Las leyes y las normas generalmente son el resultado de un proceso evolutivo. Las costumbres se convierten en tradiciones que, a su vez, en cierto momento adquieren la estructura de un código formal. Tal vez por ello Dios entregó la Torá en el desierto, lugar en el cual no podía haber ese cúmulo de experiencias que luego fueron plasmadas en un documento legal. O sea que la Torá no es el resultado de las experiencias históricas de una sociedad, sino la expresa voluntad de Dios.

La causa y razón del tradicional sentimiento de solidaridad que existe entre los integrantes del pueblo hebreo –hecho que ha seguido vigente a través de la historia hasta el presente– tiene sus raíces en la experiencia común de la esclavitud, donde el capataz egipcio era el enemigo común.

De manera similar, el ambiente hostil del desierto, la falta de agua y la amenaza constante de los diferentes grupos violentos que allí habitaban, obligó al hebreo a unir filas con el prójimo, a superar las diferencias debido al peligro que amenazaba por igual a todos. El censo sirvió para identificar el número de varones disponibles para la defensa y los diferentes trabajos, pero sobre todo permitió que aflorara un mayor sentimiento de solidaridad entre los hebreos.

Más allá del peligro común y el destino compartido en el desierto, se creó la unidad en el seno del pueblo a través de la enseñanza de la Torá que compartían y el comportamiento que ello implica. Así interpreta Rashí el versículo que reza Vayijan en lugar de Vayajanú, el singular en lugar del plural, para destacar que cuando los hebreos acamparon al pie del

Sinaí, el pueblo se sintió unido como uno solo, en el singular, porque tomaron conciencia de su futuro común.

EL LIDERAZGO IMPONE RESPONSABILIDAD

Parashá Emor

De acuerdo con la Torá, el Kohén debe regir su vida por un código más estricto que el resto de la población, debido a sus responsabilidades adicionales. Por ejemplo, sólo puede atender a un difunto en el caso de un pariente cercano, por el cual tendría luego que observar el período de Shiv’á. La ley es más estricta con el Kohén Gadol, quien debe abstenerse incluso en estos casos, con la excepción de un cadáver que nadie atiende en el campo. En este caso debe enterrar al muerto. El Kohén no puede casarse con una mujer divorciada o convertida al judaísmo. En el caso del Kohén Gadol, además de los casos mencionados, tampoco puede casarse con una viuda.

Aparentemente, las responsabilidades suelen estar acompañadas de privilegios, pero también de tareas y limitaciones. Quien ocupa un cargo de liderazgo deberá ser más mesurado con su acción y palabra.

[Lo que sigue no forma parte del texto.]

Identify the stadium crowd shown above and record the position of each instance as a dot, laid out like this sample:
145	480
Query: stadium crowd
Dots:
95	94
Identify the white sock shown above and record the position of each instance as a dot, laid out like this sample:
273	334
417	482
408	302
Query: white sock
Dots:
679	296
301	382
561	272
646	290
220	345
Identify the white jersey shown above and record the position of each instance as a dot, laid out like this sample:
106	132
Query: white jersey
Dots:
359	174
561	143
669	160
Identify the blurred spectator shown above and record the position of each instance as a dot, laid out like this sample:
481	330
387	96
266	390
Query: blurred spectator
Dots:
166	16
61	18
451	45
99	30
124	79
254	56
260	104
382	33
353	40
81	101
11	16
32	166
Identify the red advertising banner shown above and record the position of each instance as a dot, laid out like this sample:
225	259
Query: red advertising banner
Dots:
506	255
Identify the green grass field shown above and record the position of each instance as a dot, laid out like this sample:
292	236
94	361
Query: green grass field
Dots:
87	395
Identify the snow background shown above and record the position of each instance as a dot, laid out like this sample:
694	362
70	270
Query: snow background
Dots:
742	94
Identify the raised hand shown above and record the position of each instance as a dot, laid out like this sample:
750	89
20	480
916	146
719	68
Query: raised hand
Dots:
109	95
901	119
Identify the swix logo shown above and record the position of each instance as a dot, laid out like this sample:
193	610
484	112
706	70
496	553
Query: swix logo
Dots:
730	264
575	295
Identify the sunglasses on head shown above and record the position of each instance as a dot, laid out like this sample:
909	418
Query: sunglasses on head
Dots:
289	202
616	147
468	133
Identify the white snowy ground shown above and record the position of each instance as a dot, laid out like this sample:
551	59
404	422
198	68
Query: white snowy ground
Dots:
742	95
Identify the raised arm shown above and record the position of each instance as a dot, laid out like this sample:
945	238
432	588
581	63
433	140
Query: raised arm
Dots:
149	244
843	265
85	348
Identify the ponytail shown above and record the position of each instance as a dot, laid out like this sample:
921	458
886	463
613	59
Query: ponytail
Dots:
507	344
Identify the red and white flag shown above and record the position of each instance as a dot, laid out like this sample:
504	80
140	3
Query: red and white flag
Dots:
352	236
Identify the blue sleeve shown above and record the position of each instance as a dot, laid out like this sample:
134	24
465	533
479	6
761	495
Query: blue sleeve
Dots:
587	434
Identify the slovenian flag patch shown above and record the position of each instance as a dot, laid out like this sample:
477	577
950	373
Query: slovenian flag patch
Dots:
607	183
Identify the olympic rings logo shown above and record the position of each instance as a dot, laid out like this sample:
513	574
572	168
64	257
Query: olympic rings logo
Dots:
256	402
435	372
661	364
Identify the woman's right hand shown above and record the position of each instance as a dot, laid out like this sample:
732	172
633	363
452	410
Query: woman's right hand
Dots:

El comentarista Dáat Zekenim sugiere una razón singular por la cual la Torá prohibió al Kohén Gadol contraer matrimonio con una viuda. Partiendo del poder que la tradición judía atribuye al Kohén Gadol cuando pronuncia el Nombre Sagrado de Dios durante el culto del día de Yom Kipur, Dáat Zekenim ofrece una interesante especulación.

Durante su estadía en el Kódesh HaKodashim, el Kohén Gadol solía invocar diez veces el Nombre Sagrado de Dios, y tal era la efectividad de esa mención que si tenía en mente en ese momento a una persona que detestaba, la persona moría.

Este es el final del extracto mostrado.